I have messages that are grouped into separate sets – they are unordered String keywords.
I want to search for patterns in the messages by matching sets to other sets.
This is set intersection but I am not satisfied with the looping approach I took. I looped on all sets known and did a search through incoming set items and did a .has() hashmap lookup on them.
count = 0
for node in self.nodes:
print("searching {}".format(node.label))
for item in incoming:
if node.has(item):
count = count + 1
if count == len(incoming):
results.append(node)
count = 0
I was hoping there would be a constant time approach. Or searching for a set with a set.
I think this is a conjunction search.
I thought, can two bloom filters be compared for all the bits matching in other bloom filters? A bloom filters for the database and a bloom filter for each input message sets
You can create a bloom filter for each node and the incoming set, but you will have to account for false positives.

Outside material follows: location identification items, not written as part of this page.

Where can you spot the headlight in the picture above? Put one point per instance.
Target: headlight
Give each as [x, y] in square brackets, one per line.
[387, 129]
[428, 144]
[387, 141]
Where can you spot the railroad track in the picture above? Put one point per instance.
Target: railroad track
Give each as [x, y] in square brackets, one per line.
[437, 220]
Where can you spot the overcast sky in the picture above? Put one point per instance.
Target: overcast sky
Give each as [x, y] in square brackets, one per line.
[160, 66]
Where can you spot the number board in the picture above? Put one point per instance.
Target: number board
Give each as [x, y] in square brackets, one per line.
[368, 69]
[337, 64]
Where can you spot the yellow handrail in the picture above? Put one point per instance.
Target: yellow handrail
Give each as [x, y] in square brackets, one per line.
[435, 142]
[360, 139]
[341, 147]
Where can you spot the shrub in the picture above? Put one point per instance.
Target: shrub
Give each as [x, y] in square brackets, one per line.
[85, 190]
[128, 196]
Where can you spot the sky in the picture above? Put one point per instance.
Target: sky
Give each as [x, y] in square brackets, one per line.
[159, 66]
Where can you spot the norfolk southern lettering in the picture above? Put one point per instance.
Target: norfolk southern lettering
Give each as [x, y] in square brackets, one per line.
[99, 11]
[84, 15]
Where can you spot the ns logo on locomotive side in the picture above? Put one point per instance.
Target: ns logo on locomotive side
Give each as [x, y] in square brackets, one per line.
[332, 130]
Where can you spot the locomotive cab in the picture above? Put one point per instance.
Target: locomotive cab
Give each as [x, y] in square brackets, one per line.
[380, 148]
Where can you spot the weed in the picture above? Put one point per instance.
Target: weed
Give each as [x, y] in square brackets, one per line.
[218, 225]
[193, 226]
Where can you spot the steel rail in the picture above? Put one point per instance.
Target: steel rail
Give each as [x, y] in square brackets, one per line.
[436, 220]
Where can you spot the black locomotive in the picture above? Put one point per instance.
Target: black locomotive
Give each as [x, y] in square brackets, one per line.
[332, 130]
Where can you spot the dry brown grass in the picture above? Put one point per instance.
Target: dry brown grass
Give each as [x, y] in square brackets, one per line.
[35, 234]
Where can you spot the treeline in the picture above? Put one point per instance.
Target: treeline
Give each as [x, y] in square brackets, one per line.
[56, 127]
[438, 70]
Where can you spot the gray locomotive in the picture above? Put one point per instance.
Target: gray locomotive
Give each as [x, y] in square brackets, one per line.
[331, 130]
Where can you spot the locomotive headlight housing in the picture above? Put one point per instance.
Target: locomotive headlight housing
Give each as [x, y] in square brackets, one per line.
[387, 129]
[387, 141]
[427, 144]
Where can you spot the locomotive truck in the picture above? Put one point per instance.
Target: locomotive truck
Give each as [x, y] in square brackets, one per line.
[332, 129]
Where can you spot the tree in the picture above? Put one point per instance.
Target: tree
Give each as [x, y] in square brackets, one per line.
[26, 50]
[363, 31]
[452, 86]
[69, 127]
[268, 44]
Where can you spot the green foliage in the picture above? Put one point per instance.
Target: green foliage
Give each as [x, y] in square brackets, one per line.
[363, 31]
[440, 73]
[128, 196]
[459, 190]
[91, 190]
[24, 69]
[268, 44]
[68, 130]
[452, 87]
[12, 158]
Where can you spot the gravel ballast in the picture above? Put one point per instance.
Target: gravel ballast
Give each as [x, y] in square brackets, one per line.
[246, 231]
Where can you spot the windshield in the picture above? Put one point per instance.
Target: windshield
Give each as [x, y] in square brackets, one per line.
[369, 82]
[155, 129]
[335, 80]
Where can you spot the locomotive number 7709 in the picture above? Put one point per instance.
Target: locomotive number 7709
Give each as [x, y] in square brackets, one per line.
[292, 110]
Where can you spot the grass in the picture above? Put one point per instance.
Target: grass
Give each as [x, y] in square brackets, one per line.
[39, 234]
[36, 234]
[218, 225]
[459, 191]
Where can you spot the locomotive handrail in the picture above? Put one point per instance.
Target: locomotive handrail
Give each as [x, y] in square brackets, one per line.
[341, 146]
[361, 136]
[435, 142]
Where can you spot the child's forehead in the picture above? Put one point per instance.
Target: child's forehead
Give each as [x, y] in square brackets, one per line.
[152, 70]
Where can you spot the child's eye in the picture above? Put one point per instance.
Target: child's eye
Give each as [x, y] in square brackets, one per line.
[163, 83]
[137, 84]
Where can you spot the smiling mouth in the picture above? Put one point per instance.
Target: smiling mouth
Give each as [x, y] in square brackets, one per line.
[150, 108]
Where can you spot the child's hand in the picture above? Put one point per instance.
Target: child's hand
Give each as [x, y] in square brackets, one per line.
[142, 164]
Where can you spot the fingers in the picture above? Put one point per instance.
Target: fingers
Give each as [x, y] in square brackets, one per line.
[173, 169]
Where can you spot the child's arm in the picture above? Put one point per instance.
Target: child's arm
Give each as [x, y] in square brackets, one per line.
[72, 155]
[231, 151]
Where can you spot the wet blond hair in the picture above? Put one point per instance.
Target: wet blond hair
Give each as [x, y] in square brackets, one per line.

For each of the bloom filters for the nodes, you can check if all of the bits in the incoming set bloom filter are set through (node_bf & incoming_bf) == incoming_bf
.
Another solution that reduces the runtime to O(n), where n is the number of sets, but is not constant is by replacing the inner for loop with the issubset()
method.
count = 0
for node in self.nodes:
print("searching {}".format(node.label))
if incoming.issubset(node):
results.append(node)